Ah, the 90s. Technology was really picking up speed and the World Wide Web was beginning to unite the planet. Looking back, it’s easy to laugh at how bizarre or quaint some of the tech was. From the cast of Friends teaching you how to use Windows 95 to that ubiquitous AOL connection screen, here are some of our favorite tech from the 90s to help spiral you off into nostalgic-fueled daydreams!
10. Tamagotchi
Be honest, how many of you killed your Tamagotchi pet? This wasn’t a fad that lasted long (at least where I lived), but for a short while every kid at school was taking breaks to feed and play with this primitive digital pet. The interface was horrid, the graphics were stick-figure-simple, but it captured the imagination of kids around the world.
Tamagotchi was relaunched by Bandai in 2017 without much critical fanfare – We think people remembered how much of a pain they were.
9. “You’ve Got Mail!”
You remember the internet before broadband, right? When you had to check with the family to make sure they didn’t need to use the phone for a while? When the sound of the Internet was a piercing, screeching noise that simultaneously irritated and excited you.
In those days, America Online was the ISP of choice and geeks judged people on whether they used the built-in AOL browser or the infinitely better Internet Explorer. Let’s not even get into what adolescents were up to in chat rooms back then. A/S/L anyone?

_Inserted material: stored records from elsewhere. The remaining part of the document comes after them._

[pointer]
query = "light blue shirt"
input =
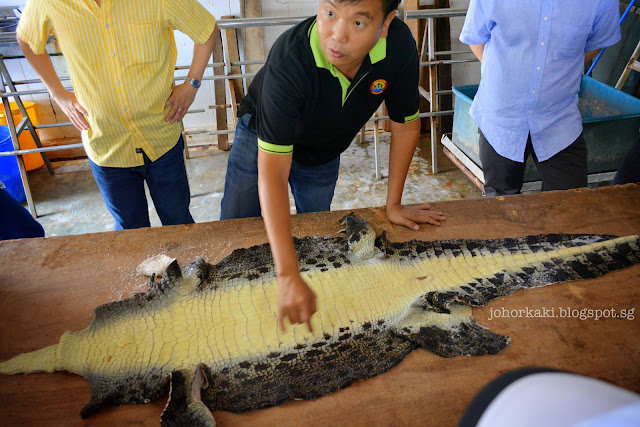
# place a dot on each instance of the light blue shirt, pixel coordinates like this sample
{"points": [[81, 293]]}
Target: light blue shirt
{"points": [[532, 67]]}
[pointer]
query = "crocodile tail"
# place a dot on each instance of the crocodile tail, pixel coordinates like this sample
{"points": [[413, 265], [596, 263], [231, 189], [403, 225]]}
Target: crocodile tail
{"points": [[43, 360]]}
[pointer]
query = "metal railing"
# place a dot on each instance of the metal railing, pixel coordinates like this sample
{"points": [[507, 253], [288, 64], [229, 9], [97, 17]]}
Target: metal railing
{"points": [[428, 42]]}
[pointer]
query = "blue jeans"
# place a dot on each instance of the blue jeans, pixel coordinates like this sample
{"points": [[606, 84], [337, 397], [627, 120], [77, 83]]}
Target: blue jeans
{"points": [[123, 190], [312, 186]]}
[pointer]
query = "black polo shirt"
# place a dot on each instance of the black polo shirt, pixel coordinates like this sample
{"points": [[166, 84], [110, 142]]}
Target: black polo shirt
{"points": [[303, 104]]}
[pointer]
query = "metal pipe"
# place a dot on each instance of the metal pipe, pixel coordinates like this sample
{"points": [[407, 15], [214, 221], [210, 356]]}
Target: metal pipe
{"points": [[259, 22], [40, 150], [447, 61], [624, 15], [434, 13]]}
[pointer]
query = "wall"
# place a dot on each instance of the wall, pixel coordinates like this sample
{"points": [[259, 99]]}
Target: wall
{"points": [[49, 112], [466, 73]]}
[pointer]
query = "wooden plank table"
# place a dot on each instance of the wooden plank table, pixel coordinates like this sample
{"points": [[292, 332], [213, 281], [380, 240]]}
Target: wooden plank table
{"points": [[49, 286]]}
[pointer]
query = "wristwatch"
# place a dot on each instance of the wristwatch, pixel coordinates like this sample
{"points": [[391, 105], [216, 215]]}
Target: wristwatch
{"points": [[193, 82]]}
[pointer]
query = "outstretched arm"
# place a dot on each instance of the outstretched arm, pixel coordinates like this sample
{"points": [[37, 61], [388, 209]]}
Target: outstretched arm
{"points": [[296, 300], [404, 139], [182, 95], [67, 101]]}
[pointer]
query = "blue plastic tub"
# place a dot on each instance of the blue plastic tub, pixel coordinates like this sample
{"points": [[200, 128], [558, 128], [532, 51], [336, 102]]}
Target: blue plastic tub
{"points": [[9, 172], [611, 121]]}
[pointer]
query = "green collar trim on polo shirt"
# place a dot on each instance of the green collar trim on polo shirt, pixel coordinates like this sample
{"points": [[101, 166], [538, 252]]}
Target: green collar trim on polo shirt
{"points": [[268, 147], [378, 53]]}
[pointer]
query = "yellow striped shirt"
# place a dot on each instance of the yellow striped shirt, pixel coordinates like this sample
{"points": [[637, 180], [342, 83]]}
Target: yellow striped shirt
{"points": [[121, 58]]}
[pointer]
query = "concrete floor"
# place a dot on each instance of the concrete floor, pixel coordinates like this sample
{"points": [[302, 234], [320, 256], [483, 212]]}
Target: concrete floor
{"points": [[70, 202]]}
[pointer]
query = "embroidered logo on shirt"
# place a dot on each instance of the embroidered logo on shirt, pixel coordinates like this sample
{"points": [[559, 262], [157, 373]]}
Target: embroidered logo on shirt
{"points": [[378, 86]]}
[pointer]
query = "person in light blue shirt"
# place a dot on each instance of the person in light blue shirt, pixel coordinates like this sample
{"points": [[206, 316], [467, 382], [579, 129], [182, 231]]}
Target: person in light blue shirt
{"points": [[532, 54]]}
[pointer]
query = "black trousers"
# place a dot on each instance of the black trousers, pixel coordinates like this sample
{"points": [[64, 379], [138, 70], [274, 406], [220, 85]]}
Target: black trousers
{"points": [[502, 176]]}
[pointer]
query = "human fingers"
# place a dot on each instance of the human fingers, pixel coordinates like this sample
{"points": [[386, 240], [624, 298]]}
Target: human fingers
{"points": [[176, 114]]}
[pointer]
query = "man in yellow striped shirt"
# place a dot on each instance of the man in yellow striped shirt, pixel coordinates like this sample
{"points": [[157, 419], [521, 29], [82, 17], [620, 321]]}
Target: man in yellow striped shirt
{"points": [[121, 57]]}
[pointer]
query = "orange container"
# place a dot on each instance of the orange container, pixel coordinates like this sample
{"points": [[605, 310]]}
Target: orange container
{"points": [[31, 161]]}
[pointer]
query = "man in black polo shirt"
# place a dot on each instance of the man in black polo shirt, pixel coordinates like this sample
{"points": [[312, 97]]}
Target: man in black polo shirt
{"points": [[323, 79]]}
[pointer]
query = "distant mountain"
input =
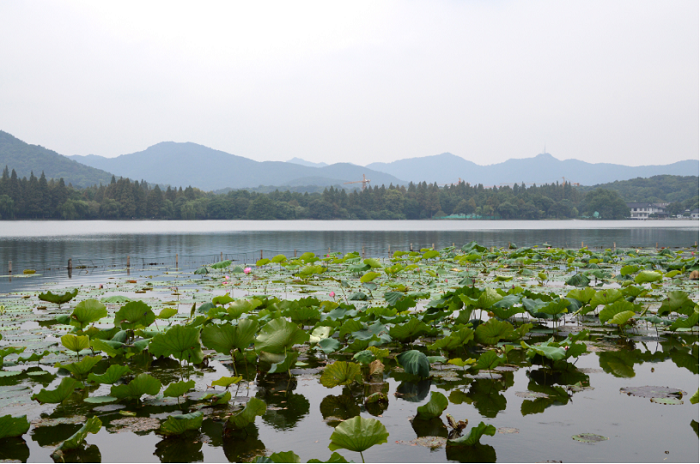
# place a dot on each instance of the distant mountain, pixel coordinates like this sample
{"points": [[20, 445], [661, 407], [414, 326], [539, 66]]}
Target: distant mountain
{"points": [[183, 164], [25, 158], [544, 168], [306, 163]]}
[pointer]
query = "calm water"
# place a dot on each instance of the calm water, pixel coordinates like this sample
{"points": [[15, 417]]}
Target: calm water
{"points": [[102, 246]]}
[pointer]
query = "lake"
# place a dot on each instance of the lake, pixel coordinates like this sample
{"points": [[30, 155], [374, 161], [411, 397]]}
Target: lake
{"points": [[99, 246]]}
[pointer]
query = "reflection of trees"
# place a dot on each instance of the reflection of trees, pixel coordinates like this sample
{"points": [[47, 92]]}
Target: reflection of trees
{"points": [[179, 449], [14, 449], [477, 453], [243, 444], [486, 397], [341, 406], [276, 391]]}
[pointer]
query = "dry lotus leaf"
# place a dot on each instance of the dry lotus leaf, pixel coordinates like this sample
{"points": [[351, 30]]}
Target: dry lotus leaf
{"points": [[531, 395], [135, 424], [653, 392], [508, 430]]}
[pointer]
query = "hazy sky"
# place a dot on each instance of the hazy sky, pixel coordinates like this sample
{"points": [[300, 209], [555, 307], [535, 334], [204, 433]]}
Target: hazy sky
{"points": [[600, 81]]}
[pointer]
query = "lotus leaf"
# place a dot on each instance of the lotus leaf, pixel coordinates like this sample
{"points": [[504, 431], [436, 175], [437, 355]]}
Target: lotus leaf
{"points": [[177, 389], [81, 368], [648, 276], [358, 434], [181, 423], [246, 416], [75, 343], [134, 315], [475, 434], [58, 299], [414, 362], [226, 337], [279, 335], [433, 408], [13, 426], [142, 384], [341, 373], [226, 381], [93, 425], [63, 391], [111, 376], [179, 341]]}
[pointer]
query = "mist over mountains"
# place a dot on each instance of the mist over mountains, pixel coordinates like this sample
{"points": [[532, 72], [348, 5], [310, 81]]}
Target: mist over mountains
{"points": [[191, 164]]}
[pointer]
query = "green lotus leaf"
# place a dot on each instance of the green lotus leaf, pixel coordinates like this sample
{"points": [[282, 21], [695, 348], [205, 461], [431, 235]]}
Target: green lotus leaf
{"points": [[181, 423], [75, 342], [319, 333], [226, 337], [433, 408], [283, 366], [167, 313], [341, 373], [142, 384], [62, 391], [648, 276], [81, 368], [286, 456], [87, 311], [493, 331], [607, 296], [629, 269], [475, 434], [358, 434], [329, 345], [410, 331], [92, 425], [116, 299], [58, 299], [216, 399], [240, 420], [177, 389], [134, 315], [13, 426], [555, 353], [226, 381], [279, 335], [414, 362], [369, 277], [610, 310], [454, 340], [180, 342], [111, 375]]}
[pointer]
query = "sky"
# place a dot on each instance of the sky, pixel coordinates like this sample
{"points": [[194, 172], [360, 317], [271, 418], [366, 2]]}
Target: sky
{"points": [[360, 82]]}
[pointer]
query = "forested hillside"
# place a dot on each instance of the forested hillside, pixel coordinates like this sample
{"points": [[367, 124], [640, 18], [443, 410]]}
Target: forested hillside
{"points": [[124, 199], [657, 189], [25, 159]]}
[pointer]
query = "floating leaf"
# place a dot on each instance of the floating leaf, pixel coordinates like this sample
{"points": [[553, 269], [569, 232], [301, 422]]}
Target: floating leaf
{"points": [[358, 434], [181, 423], [433, 408], [341, 373]]}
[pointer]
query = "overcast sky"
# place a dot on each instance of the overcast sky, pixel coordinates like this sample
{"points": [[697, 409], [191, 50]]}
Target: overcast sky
{"points": [[600, 81]]}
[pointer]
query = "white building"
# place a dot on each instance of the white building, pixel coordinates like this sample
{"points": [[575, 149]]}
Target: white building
{"points": [[643, 210]]}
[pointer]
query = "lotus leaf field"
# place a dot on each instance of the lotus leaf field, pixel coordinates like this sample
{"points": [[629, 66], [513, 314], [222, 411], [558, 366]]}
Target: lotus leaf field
{"points": [[461, 354]]}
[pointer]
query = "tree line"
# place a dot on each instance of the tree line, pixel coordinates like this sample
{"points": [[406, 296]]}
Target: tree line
{"points": [[37, 198]]}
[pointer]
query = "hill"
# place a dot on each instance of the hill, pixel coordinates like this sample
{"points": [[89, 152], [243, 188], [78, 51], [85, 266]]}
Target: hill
{"points": [[25, 158], [544, 168], [190, 164]]}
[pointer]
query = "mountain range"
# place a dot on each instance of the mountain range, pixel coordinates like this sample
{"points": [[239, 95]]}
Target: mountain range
{"points": [[190, 164]]}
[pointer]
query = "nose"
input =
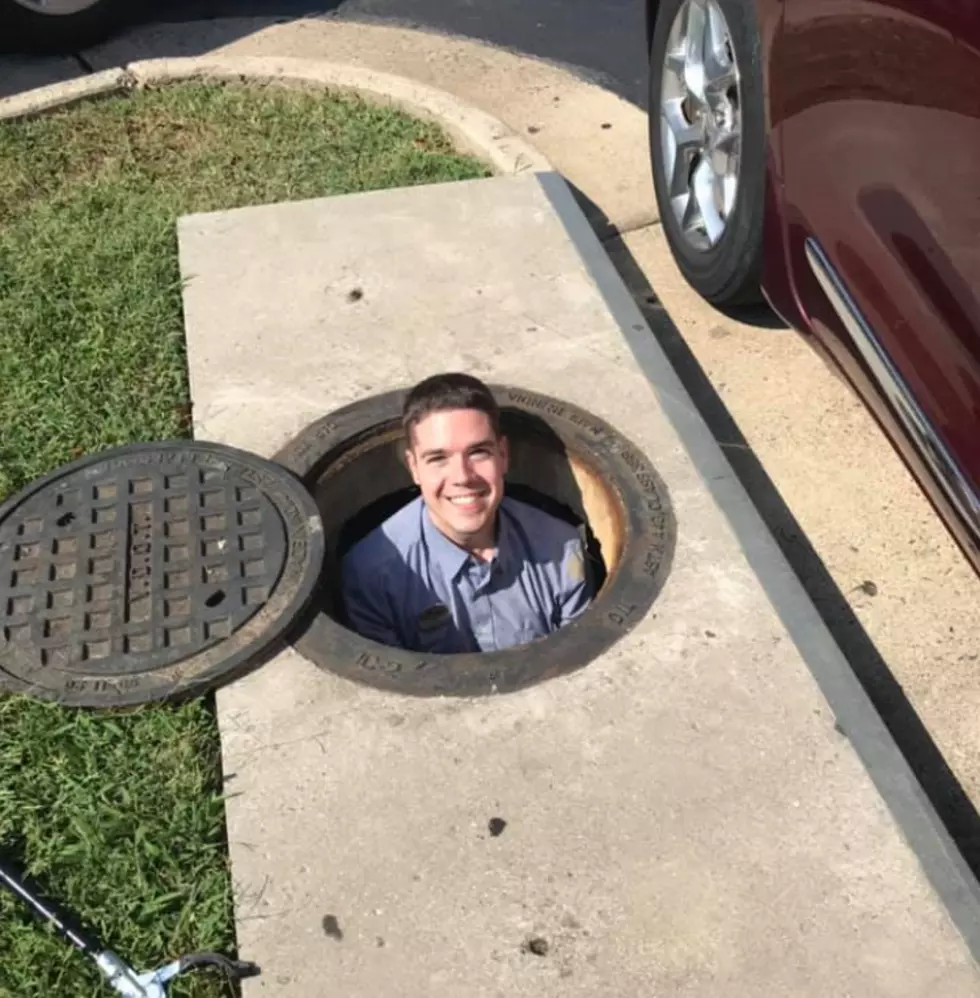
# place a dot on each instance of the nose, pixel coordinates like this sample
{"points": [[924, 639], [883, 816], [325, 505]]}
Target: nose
{"points": [[462, 469]]}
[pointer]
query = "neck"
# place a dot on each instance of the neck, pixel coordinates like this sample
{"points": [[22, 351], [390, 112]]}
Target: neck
{"points": [[482, 545]]}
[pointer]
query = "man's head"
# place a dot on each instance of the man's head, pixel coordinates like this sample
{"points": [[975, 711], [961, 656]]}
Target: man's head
{"points": [[457, 455]]}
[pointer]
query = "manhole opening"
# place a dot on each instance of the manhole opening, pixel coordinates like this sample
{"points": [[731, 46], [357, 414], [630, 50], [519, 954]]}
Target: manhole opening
{"points": [[362, 487]]}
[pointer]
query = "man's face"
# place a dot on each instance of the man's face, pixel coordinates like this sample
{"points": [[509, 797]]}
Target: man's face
{"points": [[459, 464]]}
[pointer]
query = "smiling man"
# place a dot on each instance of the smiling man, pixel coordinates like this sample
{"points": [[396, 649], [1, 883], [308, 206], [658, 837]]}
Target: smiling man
{"points": [[462, 568]]}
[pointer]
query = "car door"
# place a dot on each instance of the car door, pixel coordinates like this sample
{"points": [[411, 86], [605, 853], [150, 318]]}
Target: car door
{"points": [[878, 110]]}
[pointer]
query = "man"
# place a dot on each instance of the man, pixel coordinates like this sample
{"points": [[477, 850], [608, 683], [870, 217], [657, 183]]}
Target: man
{"points": [[462, 568]]}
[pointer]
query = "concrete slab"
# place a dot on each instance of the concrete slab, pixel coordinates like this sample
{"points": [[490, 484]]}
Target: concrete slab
{"points": [[712, 808]]}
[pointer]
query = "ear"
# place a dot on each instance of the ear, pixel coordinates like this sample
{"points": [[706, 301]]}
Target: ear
{"points": [[412, 465]]}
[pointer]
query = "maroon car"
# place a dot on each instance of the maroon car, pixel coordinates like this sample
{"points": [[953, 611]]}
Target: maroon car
{"points": [[826, 153]]}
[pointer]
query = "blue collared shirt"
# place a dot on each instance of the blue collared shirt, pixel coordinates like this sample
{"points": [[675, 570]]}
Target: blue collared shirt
{"points": [[407, 585]]}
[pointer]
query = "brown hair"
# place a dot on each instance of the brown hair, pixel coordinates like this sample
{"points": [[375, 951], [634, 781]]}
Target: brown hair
{"points": [[443, 392]]}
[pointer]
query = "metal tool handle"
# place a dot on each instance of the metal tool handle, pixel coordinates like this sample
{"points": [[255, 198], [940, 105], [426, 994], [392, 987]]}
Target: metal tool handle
{"points": [[14, 883]]}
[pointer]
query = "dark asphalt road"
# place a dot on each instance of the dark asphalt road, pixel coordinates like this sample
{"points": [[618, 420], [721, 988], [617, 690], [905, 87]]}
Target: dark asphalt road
{"points": [[600, 39]]}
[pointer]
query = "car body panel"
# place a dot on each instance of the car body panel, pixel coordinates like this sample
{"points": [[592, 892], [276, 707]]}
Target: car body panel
{"points": [[877, 114], [873, 170]]}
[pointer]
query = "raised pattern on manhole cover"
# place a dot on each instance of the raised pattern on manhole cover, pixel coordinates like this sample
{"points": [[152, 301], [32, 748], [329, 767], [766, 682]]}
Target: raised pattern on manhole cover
{"points": [[132, 575]]}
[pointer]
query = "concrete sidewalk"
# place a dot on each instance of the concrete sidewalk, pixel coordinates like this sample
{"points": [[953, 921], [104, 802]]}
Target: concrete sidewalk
{"points": [[712, 808], [843, 507]]}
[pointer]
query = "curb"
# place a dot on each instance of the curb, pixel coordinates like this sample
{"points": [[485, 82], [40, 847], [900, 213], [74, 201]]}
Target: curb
{"points": [[472, 130]]}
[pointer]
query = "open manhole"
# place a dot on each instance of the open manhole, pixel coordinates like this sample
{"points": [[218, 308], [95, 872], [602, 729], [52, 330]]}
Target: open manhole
{"points": [[563, 459], [150, 572]]}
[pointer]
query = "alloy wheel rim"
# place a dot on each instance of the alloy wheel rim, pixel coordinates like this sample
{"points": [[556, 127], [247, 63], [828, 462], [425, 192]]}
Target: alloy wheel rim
{"points": [[701, 123]]}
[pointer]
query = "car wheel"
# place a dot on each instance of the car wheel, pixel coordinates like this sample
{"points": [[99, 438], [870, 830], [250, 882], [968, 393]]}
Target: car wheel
{"points": [[708, 144], [58, 25]]}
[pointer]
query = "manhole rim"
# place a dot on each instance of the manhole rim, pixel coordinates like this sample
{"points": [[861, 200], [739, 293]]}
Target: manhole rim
{"points": [[279, 614], [626, 599]]}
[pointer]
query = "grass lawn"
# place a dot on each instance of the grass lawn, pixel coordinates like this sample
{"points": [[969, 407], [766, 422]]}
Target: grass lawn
{"points": [[120, 815]]}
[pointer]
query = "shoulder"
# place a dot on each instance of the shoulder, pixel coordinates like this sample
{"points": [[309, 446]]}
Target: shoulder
{"points": [[389, 544], [541, 529]]}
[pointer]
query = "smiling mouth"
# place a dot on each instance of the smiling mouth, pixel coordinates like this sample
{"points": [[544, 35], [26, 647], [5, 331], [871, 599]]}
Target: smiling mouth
{"points": [[468, 500]]}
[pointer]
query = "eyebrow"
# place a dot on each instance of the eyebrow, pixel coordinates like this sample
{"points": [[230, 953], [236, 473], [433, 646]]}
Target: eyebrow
{"points": [[479, 445]]}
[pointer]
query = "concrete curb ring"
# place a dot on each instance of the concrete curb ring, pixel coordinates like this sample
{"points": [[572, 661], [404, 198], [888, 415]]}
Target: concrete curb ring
{"points": [[472, 130]]}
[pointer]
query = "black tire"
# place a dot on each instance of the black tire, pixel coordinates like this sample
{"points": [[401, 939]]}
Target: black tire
{"points": [[730, 272], [26, 30]]}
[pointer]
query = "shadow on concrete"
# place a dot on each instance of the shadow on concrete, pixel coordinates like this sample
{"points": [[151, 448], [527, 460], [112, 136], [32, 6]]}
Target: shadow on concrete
{"points": [[940, 784]]}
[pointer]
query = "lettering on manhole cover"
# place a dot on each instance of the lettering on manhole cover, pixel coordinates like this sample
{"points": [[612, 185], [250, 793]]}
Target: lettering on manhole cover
{"points": [[151, 571]]}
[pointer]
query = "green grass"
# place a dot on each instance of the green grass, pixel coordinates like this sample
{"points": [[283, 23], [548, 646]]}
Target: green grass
{"points": [[120, 816]]}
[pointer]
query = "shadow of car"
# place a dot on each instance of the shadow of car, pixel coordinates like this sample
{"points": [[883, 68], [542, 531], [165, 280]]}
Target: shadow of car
{"points": [[823, 154], [58, 26]]}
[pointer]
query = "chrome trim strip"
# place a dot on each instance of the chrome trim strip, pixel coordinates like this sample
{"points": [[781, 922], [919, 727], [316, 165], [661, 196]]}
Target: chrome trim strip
{"points": [[950, 476]]}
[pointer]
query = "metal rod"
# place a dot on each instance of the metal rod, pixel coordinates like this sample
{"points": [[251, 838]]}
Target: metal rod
{"points": [[13, 882]]}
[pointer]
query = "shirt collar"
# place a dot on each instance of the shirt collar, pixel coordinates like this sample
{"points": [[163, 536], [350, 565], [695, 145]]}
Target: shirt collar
{"points": [[451, 558]]}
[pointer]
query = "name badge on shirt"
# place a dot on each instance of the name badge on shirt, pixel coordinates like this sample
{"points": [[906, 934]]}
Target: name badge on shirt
{"points": [[434, 617]]}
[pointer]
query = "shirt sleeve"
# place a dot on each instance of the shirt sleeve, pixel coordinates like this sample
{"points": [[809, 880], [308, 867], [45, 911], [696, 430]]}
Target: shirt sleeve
{"points": [[366, 604], [576, 578]]}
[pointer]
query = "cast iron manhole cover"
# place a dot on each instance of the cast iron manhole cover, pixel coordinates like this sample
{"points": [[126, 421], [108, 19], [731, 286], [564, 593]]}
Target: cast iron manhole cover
{"points": [[150, 571]]}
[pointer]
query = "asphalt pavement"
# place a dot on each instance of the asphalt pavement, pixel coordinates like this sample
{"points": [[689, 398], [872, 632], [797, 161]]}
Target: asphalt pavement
{"points": [[602, 40]]}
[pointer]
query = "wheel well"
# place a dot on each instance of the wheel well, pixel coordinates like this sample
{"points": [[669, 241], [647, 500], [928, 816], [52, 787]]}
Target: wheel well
{"points": [[652, 7]]}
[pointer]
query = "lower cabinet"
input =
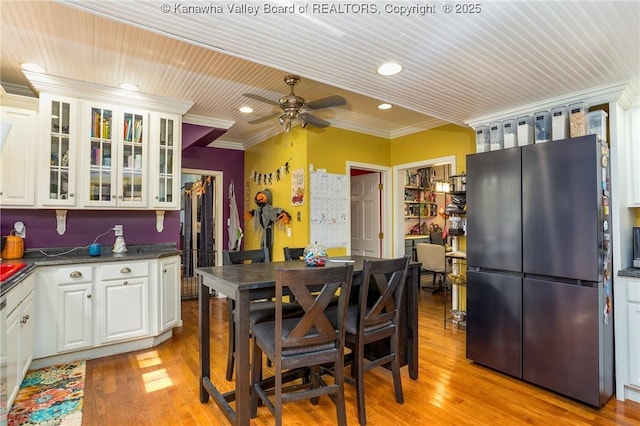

8. Handheld Games Like This
This was a weird in-between period for video games. The old style handheld games popular in the 80s (think baseball, football and the like) had been completely surpassed by the Nintendo Gameboy. But Gameboys were expensive, so for a while, these single-game, two-color tech monstrosities continued to find some level of profitability. These days you might find a hipster playing his OG Gameboy on the subway, but one of these things? Likely not!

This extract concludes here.